До «Детей Арбата», «Одного дня Ивана Денисовича», «Архипелага ГУЛага» были рассказы мамы. Вернее, фрагменты её детских воспоминаний, которыми она делилась со мной школьником. Из этих рассказов я стал постепенно понимать, что детство и юность мамы пришлись на какие-то страшные времена.
Мама никогда не отзывалась плохо о Сталине, но и никогда не была коммунисткой, верила в Бога и в то же время всегда безмерно была благодарна стране, в которой «прожила лучшие годы своей жизни» и, как подавляющее число людей ее возраста (83 года), скучает по сей день по СССР.

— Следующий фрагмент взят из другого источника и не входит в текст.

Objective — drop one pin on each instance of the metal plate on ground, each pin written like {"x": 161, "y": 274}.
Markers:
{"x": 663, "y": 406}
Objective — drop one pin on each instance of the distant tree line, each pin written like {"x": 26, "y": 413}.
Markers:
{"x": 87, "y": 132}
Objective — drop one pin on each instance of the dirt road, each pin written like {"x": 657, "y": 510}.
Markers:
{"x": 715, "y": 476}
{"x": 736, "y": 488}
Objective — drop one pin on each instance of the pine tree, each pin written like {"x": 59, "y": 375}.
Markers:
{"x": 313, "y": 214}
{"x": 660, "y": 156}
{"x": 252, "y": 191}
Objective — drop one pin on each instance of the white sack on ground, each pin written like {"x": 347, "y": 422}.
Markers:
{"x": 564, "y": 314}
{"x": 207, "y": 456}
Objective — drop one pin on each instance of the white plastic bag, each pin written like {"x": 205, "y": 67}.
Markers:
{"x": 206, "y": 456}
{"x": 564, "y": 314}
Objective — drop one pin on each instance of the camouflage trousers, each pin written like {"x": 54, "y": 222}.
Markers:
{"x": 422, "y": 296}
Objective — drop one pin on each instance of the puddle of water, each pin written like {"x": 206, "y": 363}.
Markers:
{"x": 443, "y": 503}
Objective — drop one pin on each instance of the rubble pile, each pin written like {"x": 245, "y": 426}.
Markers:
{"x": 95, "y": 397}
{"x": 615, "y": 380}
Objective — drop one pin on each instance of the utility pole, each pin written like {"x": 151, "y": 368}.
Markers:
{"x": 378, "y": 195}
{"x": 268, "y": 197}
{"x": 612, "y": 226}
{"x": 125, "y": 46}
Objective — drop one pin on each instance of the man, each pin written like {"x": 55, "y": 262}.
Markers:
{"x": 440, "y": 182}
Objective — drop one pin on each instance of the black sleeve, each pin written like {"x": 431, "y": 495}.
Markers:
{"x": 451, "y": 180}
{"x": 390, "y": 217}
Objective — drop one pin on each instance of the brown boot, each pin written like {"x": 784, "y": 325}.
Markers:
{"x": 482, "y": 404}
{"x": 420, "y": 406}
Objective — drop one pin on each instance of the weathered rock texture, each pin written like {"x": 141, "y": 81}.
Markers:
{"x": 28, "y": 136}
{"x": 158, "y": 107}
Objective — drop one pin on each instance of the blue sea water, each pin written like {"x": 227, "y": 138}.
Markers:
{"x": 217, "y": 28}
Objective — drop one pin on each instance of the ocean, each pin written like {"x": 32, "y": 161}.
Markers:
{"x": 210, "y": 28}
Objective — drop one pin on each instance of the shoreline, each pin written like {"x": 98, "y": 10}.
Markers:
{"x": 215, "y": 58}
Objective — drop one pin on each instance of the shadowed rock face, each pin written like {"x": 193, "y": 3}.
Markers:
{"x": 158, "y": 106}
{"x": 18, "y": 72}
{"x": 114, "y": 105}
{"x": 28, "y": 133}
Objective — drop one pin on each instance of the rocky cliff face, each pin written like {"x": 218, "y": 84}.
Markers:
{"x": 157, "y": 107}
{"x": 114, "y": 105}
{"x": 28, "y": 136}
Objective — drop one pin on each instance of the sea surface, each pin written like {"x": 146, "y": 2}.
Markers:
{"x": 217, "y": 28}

Детство и юность мамы пришлись на годы сталинского режима. Она была из многодетной семьи, их было у родителей десять. Жили они в большом селе. Их дом находился рядом с базарной площадью, куда в рыночные дни стекалось очень много народу. Среди покупателей и торговцев нередко встречались приезжие и из других областей - настолько популярна была карачевская ярмарка..
Детворе, как полагается, нравилась эта базарная сутолока. Находясь в гуще базарной суеты, они невольно становились свидетелями различных перипетий в жизни взрослых. Несмотря на то, что с каждым годом «жить становилось лучше, жить становилось веселее!», судя по рассказам мамы, людей в то время не покидало постоянное чувство тревоги. Никто не был застрахован от навета соседа, «приятеля», завистливого дальнего родственника, а то и просто знакомого.Поводы для доноса своей нелепостью поражали даже мое детское сознание Например, один житель села в базарный день напевал как бы про себя незатейливую песенку, в которой были слова: «Николашка-дурачок, хлеб лишь стоил пятачок…». Кто-то сообщил об этом "куда следует", ибо почувствовал в этой песенке намек на восхаление царских времен, Мужика забрали ночью. Больше его в деревне никто не видел. И таких историй мама рассказывала множество.
Однажды по глупейшему доносу чуть не канул в лагерях мой дед. Во время обеденного перерыва он решил помочь в поле своей многодетной семье. Сообщили в органы, что дед «путает общественное с личным». Избежал печальной участи, благодаря порядочному человеку, который немало рисковал, выгораживая дедушку. Дед был фронтовиком, пришел с войны весь в медалях и ранениях. От ран вскоре после возвращения и скончался.
Воспоминания папы о своем детстве, где «жестким сталинским порядкам» тоже отводилось немало места, образу Сталина ничего доброго не прибавили. В результате задолго до повторных громогласных ( во времена перейстройки) разоблачений культа личности я сформировался с антисталинским комплексом. Я от этого комплекса особо никогда не страдал. Но страдали и страдают некоторые мои коллеги. Они знают, что человеческие слабости - малодушие, трусость и другие, - я оцениваю через призму 37-го года.
Вот смотрю на человека и представляю, сколько человеческих жизней из-за его малодушия пострадало бы в 37 году. Другим восхищаюсь, ибо уверен, что благодаря стойкости его духа моя семья, также как и когда-то семейство моего деда, трагической участи, наверняка бы, избежало.
Поэтому, когда меня предают, а потом просят прощение я, конечно, на словах прощаю. А сам про себя с ухмылкой думаю: «Что у меня просить-то прощения? Ведь меня уже нет! Я уже расстрелян!»